I have had a lot of other clients in similar situations. Paid by US companies who placed them abroad and they got regular W2s. Now, I will admit that none of them were intended to be permanent placements, most of their assignments lasted only a few years, but they got regular W2s. Not a single foreign affiliate involved in the ones I am talking about.

One of the other members of our firm has a client who works for a large company who has been based in half a dozen countries over the last 10 years, and all of that time paid directly by the US company, with a regular W2.

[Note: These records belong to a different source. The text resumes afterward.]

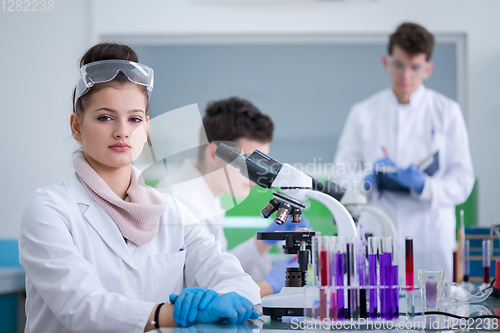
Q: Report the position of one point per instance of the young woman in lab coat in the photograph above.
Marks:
(101, 251)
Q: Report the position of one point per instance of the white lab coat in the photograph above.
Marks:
(430, 122)
(81, 276)
(190, 187)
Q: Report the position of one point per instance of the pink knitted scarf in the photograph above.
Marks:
(138, 216)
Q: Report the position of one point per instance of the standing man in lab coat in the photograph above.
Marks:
(421, 135)
(200, 184)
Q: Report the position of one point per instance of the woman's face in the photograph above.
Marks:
(113, 126)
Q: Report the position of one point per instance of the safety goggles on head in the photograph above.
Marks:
(399, 67)
(106, 70)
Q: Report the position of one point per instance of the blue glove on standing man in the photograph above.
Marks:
(370, 179)
(411, 177)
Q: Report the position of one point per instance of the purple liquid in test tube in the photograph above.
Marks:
(387, 299)
(395, 292)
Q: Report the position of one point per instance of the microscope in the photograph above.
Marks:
(295, 188)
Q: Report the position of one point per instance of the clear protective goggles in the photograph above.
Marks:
(399, 67)
(106, 70)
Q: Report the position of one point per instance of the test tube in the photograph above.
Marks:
(352, 278)
(410, 280)
(315, 261)
(486, 260)
(386, 307)
(341, 250)
(467, 261)
(372, 276)
(363, 312)
(394, 279)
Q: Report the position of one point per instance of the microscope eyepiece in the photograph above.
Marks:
(269, 210)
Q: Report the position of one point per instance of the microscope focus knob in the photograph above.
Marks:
(269, 210)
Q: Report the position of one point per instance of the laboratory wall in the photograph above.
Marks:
(40, 53)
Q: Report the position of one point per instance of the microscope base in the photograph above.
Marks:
(289, 302)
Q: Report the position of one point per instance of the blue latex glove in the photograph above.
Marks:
(370, 179)
(276, 277)
(231, 308)
(411, 177)
(189, 302)
(287, 226)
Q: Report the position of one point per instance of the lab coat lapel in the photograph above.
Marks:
(100, 220)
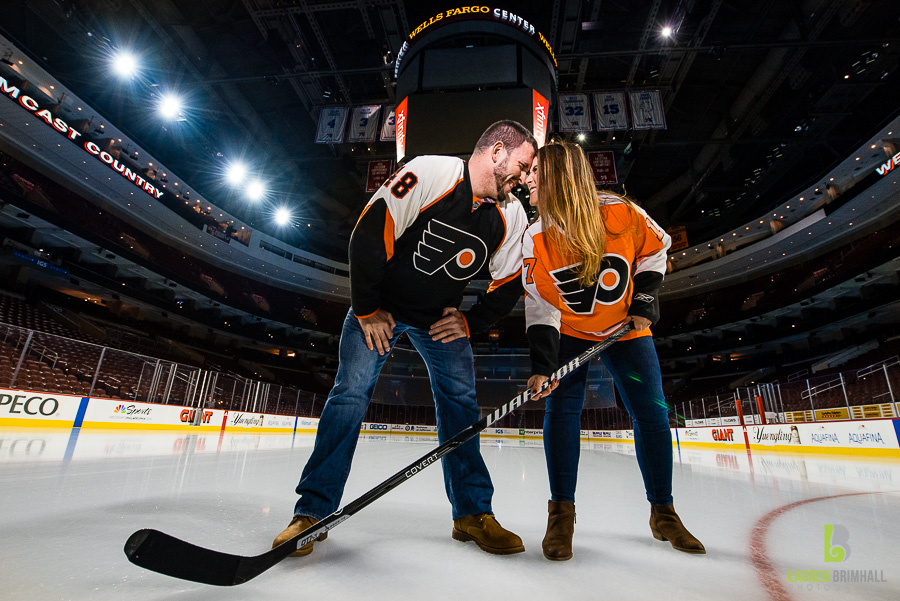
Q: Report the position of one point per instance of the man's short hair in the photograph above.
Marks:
(512, 133)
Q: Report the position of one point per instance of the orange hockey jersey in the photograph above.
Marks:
(633, 269)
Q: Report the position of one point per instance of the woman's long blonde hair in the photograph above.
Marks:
(568, 199)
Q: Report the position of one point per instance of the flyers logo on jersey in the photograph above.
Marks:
(609, 289)
(445, 247)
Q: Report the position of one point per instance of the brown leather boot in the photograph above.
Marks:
(557, 543)
(298, 525)
(666, 525)
(487, 533)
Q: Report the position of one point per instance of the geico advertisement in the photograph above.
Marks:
(16, 404)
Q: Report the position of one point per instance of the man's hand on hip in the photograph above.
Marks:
(378, 330)
(450, 327)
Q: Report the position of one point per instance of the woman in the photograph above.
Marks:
(591, 264)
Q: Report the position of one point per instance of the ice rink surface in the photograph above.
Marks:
(70, 500)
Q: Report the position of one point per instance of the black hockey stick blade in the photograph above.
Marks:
(165, 554)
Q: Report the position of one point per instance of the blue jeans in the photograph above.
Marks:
(635, 370)
(451, 368)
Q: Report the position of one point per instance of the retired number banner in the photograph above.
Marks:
(610, 110)
(364, 124)
(603, 166)
(332, 120)
(574, 113)
(389, 127)
(378, 173)
(647, 110)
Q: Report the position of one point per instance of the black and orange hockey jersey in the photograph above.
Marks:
(555, 302)
(423, 236)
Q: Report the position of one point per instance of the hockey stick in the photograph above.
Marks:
(160, 552)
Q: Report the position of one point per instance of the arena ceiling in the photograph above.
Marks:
(761, 97)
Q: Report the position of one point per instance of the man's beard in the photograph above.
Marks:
(501, 177)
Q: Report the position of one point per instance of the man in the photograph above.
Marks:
(423, 236)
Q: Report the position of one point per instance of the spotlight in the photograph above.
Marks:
(256, 190)
(282, 216)
(170, 106)
(124, 64)
(236, 173)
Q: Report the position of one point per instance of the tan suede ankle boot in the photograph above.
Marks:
(486, 532)
(298, 524)
(666, 525)
(557, 543)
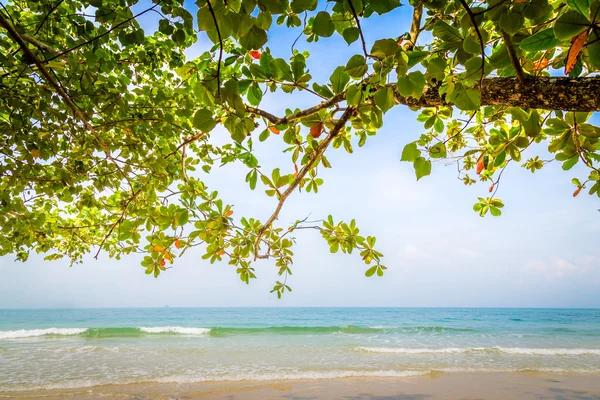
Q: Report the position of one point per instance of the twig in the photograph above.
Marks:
(220, 49)
(112, 228)
(301, 174)
(47, 15)
(514, 59)
(415, 27)
(362, 38)
(103, 34)
(481, 43)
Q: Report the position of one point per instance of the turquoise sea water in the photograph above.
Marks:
(86, 347)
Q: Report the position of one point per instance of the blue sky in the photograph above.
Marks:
(542, 252)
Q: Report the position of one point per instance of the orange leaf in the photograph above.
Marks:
(480, 165)
(543, 63)
(316, 130)
(574, 50)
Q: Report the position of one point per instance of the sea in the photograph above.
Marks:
(76, 348)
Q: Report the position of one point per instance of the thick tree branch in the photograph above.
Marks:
(301, 114)
(301, 174)
(546, 93)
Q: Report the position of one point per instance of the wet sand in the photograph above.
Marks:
(518, 385)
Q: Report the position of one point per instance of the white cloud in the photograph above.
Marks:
(557, 268)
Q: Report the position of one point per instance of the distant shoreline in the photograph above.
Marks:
(437, 385)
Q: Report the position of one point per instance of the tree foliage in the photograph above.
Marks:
(106, 128)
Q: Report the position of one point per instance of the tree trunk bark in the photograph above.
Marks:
(548, 93)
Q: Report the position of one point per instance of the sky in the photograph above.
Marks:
(542, 252)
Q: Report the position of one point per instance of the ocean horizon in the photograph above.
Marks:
(76, 348)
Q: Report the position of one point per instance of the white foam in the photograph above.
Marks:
(23, 333)
(292, 375)
(402, 350)
(507, 350)
(176, 329)
(548, 352)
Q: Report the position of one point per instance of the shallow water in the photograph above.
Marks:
(79, 347)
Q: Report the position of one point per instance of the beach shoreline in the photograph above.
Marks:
(435, 385)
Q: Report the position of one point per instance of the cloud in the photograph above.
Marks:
(557, 268)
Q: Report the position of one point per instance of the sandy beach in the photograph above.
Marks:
(521, 385)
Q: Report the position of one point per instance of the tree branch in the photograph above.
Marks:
(481, 43)
(103, 34)
(415, 27)
(514, 59)
(362, 38)
(301, 174)
(212, 12)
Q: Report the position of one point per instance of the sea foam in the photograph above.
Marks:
(24, 333)
(176, 329)
(506, 350)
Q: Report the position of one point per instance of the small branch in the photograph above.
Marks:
(58, 88)
(481, 43)
(415, 27)
(112, 228)
(362, 38)
(514, 59)
(212, 12)
(47, 15)
(103, 34)
(301, 174)
(301, 114)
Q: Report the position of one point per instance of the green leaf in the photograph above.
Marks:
(322, 25)
(410, 152)
(384, 47)
(339, 79)
(255, 39)
(281, 70)
(353, 95)
(422, 167)
(351, 34)
(438, 150)
(446, 32)
(371, 271)
(570, 24)
(384, 6)
(511, 22)
(203, 120)
(581, 6)
(299, 6)
(593, 49)
(384, 98)
(411, 84)
(542, 40)
(356, 66)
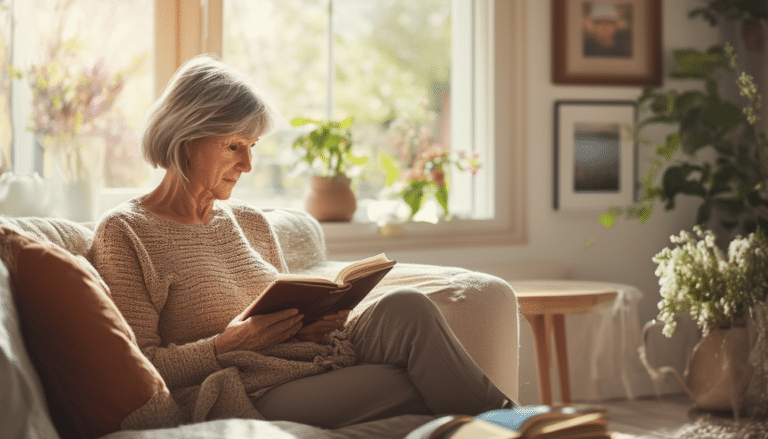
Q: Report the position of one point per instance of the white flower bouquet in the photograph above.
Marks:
(716, 290)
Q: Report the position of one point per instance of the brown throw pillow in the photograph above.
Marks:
(83, 349)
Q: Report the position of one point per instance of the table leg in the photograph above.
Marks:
(542, 357)
(558, 321)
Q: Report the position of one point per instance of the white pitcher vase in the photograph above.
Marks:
(718, 372)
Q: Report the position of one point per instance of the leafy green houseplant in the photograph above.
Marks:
(426, 178)
(732, 186)
(327, 151)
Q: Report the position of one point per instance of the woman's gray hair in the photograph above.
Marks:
(205, 97)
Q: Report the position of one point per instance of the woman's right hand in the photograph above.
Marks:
(259, 331)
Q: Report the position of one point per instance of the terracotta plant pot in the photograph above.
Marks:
(330, 199)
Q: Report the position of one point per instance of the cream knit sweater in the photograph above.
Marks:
(179, 285)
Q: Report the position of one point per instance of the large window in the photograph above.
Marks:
(386, 63)
(78, 63)
(406, 71)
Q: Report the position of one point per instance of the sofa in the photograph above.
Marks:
(480, 308)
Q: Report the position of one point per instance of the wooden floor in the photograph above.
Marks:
(649, 417)
(660, 418)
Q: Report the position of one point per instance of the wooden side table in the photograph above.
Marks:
(545, 304)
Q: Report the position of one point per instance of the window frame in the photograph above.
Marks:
(184, 29)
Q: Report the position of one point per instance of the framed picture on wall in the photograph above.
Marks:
(595, 154)
(606, 42)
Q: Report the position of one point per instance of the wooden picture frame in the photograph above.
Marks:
(606, 42)
(595, 157)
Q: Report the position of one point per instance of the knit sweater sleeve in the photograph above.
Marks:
(260, 234)
(139, 292)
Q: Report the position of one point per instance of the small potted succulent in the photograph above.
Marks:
(327, 152)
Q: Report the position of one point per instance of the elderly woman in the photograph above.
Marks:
(184, 261)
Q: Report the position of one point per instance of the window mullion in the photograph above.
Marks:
(24, 151)
(331, 76)
(462, 99)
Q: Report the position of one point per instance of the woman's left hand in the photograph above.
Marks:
(315, 331)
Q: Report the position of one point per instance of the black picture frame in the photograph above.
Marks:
(595, 154)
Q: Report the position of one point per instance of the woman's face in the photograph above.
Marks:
(216, 163)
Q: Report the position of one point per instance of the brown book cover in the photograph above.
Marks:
(317, 296)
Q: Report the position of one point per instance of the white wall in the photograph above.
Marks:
(622, 254)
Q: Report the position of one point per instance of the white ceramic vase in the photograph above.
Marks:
(719, 370)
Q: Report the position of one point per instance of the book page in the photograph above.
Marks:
(304, 278)
(362, 267)
(483, 429)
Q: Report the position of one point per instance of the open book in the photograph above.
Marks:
(529, 422)
(316, 296)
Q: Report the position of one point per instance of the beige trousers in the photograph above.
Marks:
(409, 362)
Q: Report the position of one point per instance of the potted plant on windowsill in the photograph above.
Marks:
(327, 152)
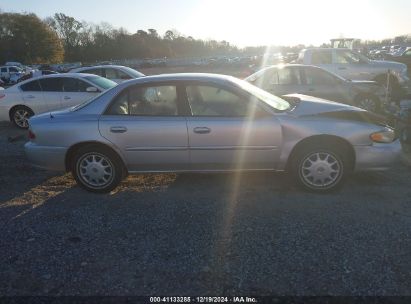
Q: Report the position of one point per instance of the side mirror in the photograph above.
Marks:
(92, 90)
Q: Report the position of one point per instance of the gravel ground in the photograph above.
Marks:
(166, 234)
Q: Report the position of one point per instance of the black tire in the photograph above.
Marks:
(329, 164)
(20, 115)
(368, 102)
(97, 169)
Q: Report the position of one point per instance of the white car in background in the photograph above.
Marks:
(10, 74)
(48, 93)
(116, 73)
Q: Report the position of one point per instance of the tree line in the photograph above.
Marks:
(28, 39)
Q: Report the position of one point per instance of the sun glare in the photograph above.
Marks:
(285, 23)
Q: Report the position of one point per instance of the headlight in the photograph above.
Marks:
(385, 136)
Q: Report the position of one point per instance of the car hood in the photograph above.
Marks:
(308, 105)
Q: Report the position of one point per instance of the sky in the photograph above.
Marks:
(242, 23)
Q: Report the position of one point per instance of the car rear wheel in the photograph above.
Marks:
(97, 169)
(20, 116)
(319, 169)
(368, 102)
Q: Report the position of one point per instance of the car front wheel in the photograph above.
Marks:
(97, 169)
(319, 169)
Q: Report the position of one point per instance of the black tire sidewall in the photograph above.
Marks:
(114, 159)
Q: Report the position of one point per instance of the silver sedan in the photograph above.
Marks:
(208, 123)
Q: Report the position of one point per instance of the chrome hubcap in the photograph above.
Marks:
(320, 169)
(367, 104)
(96, 170)
(21, 118)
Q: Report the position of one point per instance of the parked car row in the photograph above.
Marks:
(208, 123)
(354, 66)
(314, 81)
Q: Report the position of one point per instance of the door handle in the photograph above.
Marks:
(202, 130)
(118, 129)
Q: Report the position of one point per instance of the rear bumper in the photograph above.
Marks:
(377, 156)
(46, 157)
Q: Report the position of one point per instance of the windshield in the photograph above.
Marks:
(133, 72)
(272, 100)
(101, 82)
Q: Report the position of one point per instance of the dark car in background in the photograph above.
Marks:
(314, 81)
(403, 57)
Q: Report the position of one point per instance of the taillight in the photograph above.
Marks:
(31, 135)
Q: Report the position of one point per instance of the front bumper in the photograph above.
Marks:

It is what it is. I understand the logic of your feeling that it does not make sense exposure wise, but again, it is what it is.
 

ryanf1475

Active Member
Thanks for all the info. Should be fun amending this one. In any case, my employer is a US public university who sent me overseas to teach at a partner school.
 

Taxing Matters

Overtaxed Member
A US company or a foreign affiliate?? No business in their right mind operates cross border without layers of corporate separation. Too much exposure from conflicting laws.
Some companies, including some U.S. corporations, do operate in some countries in branch form. There are a variety of reasons for that. Less do it today with the ability to check the box to make a foreign affiliate disregarded, but it does still occur. It's not as crazy as you may think. It really depends on the country and the nature of the business being conducted.
 

LdiJ

Senior Member
Ah, it looks like there are a number of options to "self-correct" this error, as described here:

https://www.irs.gov/retirement-plans/correcting-plan-errors
Does anyone have experience with any of these options, or advice about what would be easiest?

Thanks!
I believe that information is for the employers to correct errors rather than the employee. You really need to discuss the problem with the HR person who handles your plan's administration.
 

ryanf1475

Active Member
I am thinking it might be easiest to simply amend my taxes to include as taxable income the exact amount that I contributed to the 457. (in other words, decrease the FEIE by that amount). That way, I don't have to withdraw anything from the 457. Does this sound reasonable?
 

davew9128

Junior Member
I am thinking it might be easiest to simply amend my taxes to include as taxable income the exact amount that I contributed to the 457. (in other words, decrease the FEIE by that amount). That way, I don't have to withdraw anything from the 457. Does this sound reasonable?
Would seem to me that if it was a US employer that your 457 contributions are deducted from box 1 of your W-2.